Graphs are everywhere. Internet, maps, and social networks to name just a few are all examples of massive graphs that contains vast amounts of useful information. Since the size of these networks is growing and processing them become more and more ubiquitous, we need better tools to do the job.

In this article, I’ll describe how we can use Flink Gelly library to process large graphs and will provide the simple example of how we can find a shortest path between two users in the Twitter graph.

Introduction to Gelly

In a nutshell, Flink Gelly is a library for graph processing implemented on top batch processing API in Apache Flink:

Apache Flink architecture

It allows us to process huge graphs in a distributed fashion using Apache Flink API.

You may wonder why do we need to have one more graph library? Since there are other existing graph processing systems (e.g. Apache Giraph) or general purpose Big Data systems that can be used for some intermediate graph processing it may seem that new graphs processing library may be superfluous.
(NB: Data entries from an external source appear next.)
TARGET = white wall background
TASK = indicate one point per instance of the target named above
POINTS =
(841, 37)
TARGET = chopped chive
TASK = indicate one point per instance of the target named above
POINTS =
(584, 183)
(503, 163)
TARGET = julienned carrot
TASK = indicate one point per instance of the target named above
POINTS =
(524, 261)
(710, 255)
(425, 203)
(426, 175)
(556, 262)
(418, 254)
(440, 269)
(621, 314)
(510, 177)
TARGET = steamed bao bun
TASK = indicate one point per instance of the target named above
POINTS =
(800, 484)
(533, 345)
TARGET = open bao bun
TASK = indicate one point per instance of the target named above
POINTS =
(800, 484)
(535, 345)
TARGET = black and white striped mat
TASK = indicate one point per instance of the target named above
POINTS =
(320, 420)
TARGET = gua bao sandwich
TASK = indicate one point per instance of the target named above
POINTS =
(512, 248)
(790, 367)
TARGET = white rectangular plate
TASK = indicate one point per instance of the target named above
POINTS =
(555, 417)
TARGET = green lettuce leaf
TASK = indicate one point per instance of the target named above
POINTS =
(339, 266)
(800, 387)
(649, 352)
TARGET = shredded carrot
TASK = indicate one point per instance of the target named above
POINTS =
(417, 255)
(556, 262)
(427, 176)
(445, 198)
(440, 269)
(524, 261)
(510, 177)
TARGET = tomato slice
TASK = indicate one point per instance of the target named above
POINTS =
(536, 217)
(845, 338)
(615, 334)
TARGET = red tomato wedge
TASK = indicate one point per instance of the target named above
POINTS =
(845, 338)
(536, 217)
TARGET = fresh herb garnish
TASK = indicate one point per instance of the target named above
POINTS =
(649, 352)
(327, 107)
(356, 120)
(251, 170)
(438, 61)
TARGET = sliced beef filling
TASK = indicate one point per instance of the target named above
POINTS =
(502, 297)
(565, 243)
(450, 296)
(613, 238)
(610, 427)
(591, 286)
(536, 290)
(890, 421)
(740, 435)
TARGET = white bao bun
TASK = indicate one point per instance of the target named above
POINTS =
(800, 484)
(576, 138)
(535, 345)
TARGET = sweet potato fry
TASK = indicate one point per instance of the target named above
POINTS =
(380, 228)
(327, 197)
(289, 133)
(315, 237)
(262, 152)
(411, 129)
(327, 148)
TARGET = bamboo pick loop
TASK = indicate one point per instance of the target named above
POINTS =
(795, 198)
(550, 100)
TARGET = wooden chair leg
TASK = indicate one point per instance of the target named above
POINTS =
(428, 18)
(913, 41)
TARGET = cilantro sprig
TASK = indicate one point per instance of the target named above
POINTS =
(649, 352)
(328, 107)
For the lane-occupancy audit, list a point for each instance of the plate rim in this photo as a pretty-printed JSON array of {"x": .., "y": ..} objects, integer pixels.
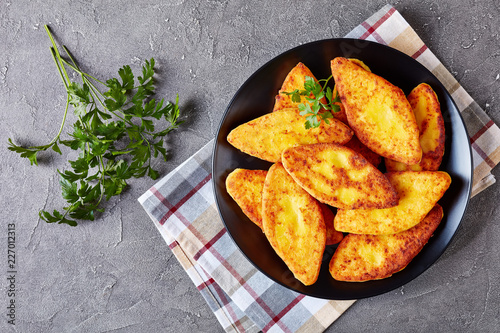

Gelly still has one important advantage over other systems. Since it is a part of Apache Flink, it allows us to preprocess graph data, process graphs and transform result graphs using one system and one API. This is convenient both from development and operational standpoint since in this case we only have one API to learn and one system to operate.

Graph intro

As you probably know a graph is a set vertices connected by edges. Flink represents graphs as two datasets: a dataset of vertices and a dataset of edges.

/**
 * @param <K> the key type for edge and vertex identifiers
 * @param <VV> the value type for vertices
 * @param <EV> the value type for edges
 */
public class Graph<K, VV, EV> {

	private final DataSet<Vertex<K, VV>> vertices;
	private final DataSet<Edge<K, EV>> edges;
	...
}

The Graph class has three generics arguments to specify a type of vertices keys that uniquely define, type of values associated with vertices and type of values associated with edges. So the following Graph definition:

Graph<Long, String, Integer> graph = ...

represents a graph with vertices with keys of type Long, vertices with values of type String and edges with values of type Integer.

The Vertex in Gelly is essentially a tuple with two values: id of a vertex and an optional value associated with it. Similarly, the Edge is tuple with three elements: ids of source and target values

Since the DataSet is immutable Graph class is immutable as well, and all operations that change a graph create a new instance. Notice that the Graph class in Gelly is always directed.

Creating Graph

We can create a graph using one of three ways:

  • Generate a graph using one of existing graph generators
  • Create a graph from one or two DataSet instances
  • Read a graph from a CSV file

Let’s see how we can create a graph in Gelly in different ways.

Graph generators

Flink supports a number of graph generators to generate star graphs, cycle graphs, complete graphs and so on. Here is an example of how to generate a complete graph where every vertex is connected to all other vertices:

Graph<LongValue, NullValue, NullValue> graph = new CompleteGraph(env, vertexCount)
			.generate();

Graph generators are useful for testing and allow you to quickly create a graph for your experiments.

Create a graph from datasets

The most common way to create a graph with Gelly is from one or several DataSet instances. They are usually read from an external system, such as distributed filesystem or a database.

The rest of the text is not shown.